At the beginning of the past century, Vilfredo Pareto, a Paris-born Italian civil engineer, observed that 80 % of the land was in the hands of 20 % of the population.
His study is today commonly identified as the 80/20 rule, named after him as “the Pareto principle”. This principle has countless empirical examples and follows a power-law probability distribution.
The distributions of an extensive variety of biological, physical, and human-made phenomena follow – approximately – the Pareto distribution. These include the sizes of activity patterns of neuronal populations, the foraging mode of some species, the dimensions of solar flares and craters on the moon, the frequencies of words in most languages, frequencies of family names, among many other quantities.
For years sales practitioners and marketers have been talking about the Pareto Rule as a holy grail of sales and marketing.
After mining millions of ERP sales transactions, we came to discover, that Pareto seems to hold in almost all the cases and sales situations.
Fascinatingly, we learnt that not only most companies make 80 % of their revenues with 20 % of their customers, but they make it with just 20 customers.

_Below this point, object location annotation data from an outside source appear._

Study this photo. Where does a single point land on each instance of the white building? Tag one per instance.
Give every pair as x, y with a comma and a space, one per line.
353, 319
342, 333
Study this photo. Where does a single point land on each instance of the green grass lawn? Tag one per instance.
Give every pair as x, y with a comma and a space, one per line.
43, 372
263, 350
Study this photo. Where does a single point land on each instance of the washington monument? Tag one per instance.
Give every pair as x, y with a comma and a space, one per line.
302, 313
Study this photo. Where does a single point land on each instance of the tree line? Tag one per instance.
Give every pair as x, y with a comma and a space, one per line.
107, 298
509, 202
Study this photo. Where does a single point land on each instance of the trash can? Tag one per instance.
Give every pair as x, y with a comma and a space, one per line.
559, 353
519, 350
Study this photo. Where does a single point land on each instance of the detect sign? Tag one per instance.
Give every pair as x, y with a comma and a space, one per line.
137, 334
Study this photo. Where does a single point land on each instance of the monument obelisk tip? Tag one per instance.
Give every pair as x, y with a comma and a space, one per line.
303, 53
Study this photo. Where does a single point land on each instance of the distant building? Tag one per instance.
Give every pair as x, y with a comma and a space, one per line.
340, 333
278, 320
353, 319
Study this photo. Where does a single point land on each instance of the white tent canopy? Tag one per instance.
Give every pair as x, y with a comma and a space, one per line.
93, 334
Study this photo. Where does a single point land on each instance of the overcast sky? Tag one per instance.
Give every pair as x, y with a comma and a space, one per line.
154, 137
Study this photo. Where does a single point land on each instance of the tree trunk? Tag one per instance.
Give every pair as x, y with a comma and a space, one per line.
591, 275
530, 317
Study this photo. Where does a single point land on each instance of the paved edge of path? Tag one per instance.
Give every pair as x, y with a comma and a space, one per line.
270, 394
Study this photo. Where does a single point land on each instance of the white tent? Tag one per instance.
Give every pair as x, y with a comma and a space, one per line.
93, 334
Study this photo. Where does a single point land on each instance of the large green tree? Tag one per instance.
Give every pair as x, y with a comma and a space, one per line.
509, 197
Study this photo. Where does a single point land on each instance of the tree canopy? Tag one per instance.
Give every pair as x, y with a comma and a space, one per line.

This finding has vast implications for sales planning and strategy. For once, it means that Key Account Managers should focus on the top 20 accounts that can move the needle. Companies should thoughtfully consider how to serve the rest using e-commerce, e-mail marketing and other sales acceleration solutions.
ERP Data Mining: what we learnt from analysing 100 million of B2B sales transactions – Conclusion:
Mining ERP data is no longer an expensive endeavour. Businesses today use data mining methods to detect sales trends and to predict outcomes. Unfortunately, most of the B2B companies still ignore how to do it and how much of an attractive investment it can be. Companies still believe that mining ERP data is expensive and high-risk. Due to changes in technology, this is no longer the case.
Mining ERP data offers returns of more than 800 %. Most of the projects pay themselves back in less than half a year. Furthermore, companies can achieve this compelling ROI with just three predictive analytics applications.
Sales leaders in B2B can dynamically adjust prices, reduce customer churn and discover cross- and up-selling using data mining. These activities have a tremendous impact on the profitability of most businesses.
We also learnt that, in this new artificial intelligence world, some characteristic rules of B2B sales still apply. For example, after mining millions of sales transactions, we can say that the Pareto rule seems to hold true. Most companies make 80 % of their turnover with just 20 customers.